After the 2011 season, Malzahn parlayed his success into the head-coaching job at Arkansas State, and a year later became an obvious candidate to revitalize his former place of employment. In Chizik's final season, the Tigers tried piecing players recruited to play in Malzahn's spread attack into a pro-style system under coordinator Scot Loeffler, resulting in a decrepit offense that were it not for Kentucky would have been the SEC's worst.

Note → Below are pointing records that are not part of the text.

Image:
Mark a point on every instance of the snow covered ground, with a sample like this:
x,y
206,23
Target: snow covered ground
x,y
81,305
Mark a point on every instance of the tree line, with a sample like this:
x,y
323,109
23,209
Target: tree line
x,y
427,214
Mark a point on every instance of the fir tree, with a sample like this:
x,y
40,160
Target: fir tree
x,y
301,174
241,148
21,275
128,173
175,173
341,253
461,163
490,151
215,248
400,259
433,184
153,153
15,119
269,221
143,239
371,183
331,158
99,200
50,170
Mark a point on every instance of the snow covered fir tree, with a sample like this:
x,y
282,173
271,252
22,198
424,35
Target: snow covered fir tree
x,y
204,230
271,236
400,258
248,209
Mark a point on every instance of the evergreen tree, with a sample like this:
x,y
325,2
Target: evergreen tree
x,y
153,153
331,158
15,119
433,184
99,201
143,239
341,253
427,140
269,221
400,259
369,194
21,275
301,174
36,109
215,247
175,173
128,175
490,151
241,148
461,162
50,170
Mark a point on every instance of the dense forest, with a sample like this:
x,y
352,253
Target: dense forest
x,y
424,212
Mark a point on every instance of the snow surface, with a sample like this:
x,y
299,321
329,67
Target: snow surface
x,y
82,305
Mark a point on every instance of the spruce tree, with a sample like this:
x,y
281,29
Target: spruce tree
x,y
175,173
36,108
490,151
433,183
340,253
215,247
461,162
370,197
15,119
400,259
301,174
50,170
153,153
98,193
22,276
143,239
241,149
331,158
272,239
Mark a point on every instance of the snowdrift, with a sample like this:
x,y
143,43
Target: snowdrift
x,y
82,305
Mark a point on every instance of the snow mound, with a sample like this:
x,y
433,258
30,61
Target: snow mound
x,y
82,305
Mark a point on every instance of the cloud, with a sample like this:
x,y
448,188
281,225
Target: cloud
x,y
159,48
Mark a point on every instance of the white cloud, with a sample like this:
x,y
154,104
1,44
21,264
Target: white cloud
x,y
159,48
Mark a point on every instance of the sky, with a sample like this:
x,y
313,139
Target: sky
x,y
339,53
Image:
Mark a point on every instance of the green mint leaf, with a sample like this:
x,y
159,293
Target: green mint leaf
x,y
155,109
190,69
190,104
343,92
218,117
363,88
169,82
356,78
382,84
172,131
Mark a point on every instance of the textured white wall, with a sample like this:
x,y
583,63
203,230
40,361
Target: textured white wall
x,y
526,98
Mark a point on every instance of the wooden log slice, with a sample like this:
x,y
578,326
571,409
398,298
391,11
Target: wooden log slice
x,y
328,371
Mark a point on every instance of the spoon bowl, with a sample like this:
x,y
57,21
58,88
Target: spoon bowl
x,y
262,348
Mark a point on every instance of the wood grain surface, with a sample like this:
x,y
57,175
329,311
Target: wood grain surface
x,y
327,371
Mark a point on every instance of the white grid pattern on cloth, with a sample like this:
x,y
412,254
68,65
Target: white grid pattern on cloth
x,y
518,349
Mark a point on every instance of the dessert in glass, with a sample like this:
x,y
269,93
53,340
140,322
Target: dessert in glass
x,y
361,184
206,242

Picked to finish fifth in the SEC Western Division back in July, Auburn has already clinched the greatest turnaround season in SEC history, improving by eight wins to 11-1. And the No. 3 Tigers aren't finished. They face the SEC's other rebound specialists in Saturday's conference championship game, No. 5 Missouri, with an identical and no less surprising 7-1 run through SEC play.
If anyone can appreciate Auburn's sudden reclamation project, its next opponent can relate. Mizzou, accustomed to winning in the Big 12 Conference on Pinkel's watch, is coming off a 5-7 flop in its SEC debut season, the program's first losing record in eight years.
"Our situations are pretty much identical," Mizzou linebacker Donavon Bonner said. "It's really exciting. It's what SEC ball is all about. If you knew the two teams that had the toughest seasons last year would be in the SEC title game, people wouldn't believe that. So it's really just what is so beautiful about SEC football and this conference."
As Malzahn settled in at Auburn, inheriting a team with many players from his three seasons on campus, the Tigers' past successes and failures were no longer part of the rebuilding process.
"Really, when we first got here we asked them, 'Don't worry about anything that's happened in the past," he said. "'Don't care whose fault it was as far as last year, all that. Everybody has a fresh start.' We didn't talk about 2010. We just talked about the moment, talked about what they have to do, tried to show them and be consistent."
Shortly before preseason camp began in August, Malzahn gathered his seniors and talked about goals.
"Across the board we all said that we just wanted to have the biggest turnaround in college football history," defensive tackle Nosa Eguae said. "That was our biggest thing."
With Saturday's stunning win over Alabama in the Iron Bowl _ won literally in the game's final second on Chris Davis' 100-yard return of a missed field goal _ the Tigers clinched the biggest one-year turnaround by an SEC team, improving their conference record by seven wins. The previous record of six was shared by four SEC teams: Ole Miss (1947, 1975), Georgia (1959) and LSU (1984).
Based on overall winning percentage, Auburn is the country's most improved team since last season, improving from .250 to .917. Second on the list: Missouri, from .417 to .917.
Malzahn's team has done it with a drastically improved offense. His no-huddle option-oriented spread averages 318.3 rushing yards a game, which ranks No. 5 nationally, behind only service academy option teams Army and Navy and unbeaten Ohio State and Northern Illinois. Junior tailback Tre Mason leads the SEC with 1,317 rushing yards and 18 rushing touchdowns. But the arrival of junior college transfer and former Georgia Bulldog defensive back Nick Marshall has transformed Malzahn's offense, much as Newton, a Florida transfer by way of junior college, did in 2010. Marshall (922 rushing yards) has eclipsed Texas A&M's Johnny Manziel as the SEC's most dangerous running quarterback but can also move the chains with his arm. He's averaged a healthy 8.4 yards per passing attempt in conference games.
Missouri coach Gary Pinkel has likened Marshall to former MU quarterback Brad Smith, once college football's most prolific double-threat runner and passer.
"They have a great offensive scheme, and they're really good at it," Pinkel said. "But it all starts with that quarterback. You're not going to stop him. ... We need to get all the work done we can this week because it's going to be a challenge for us."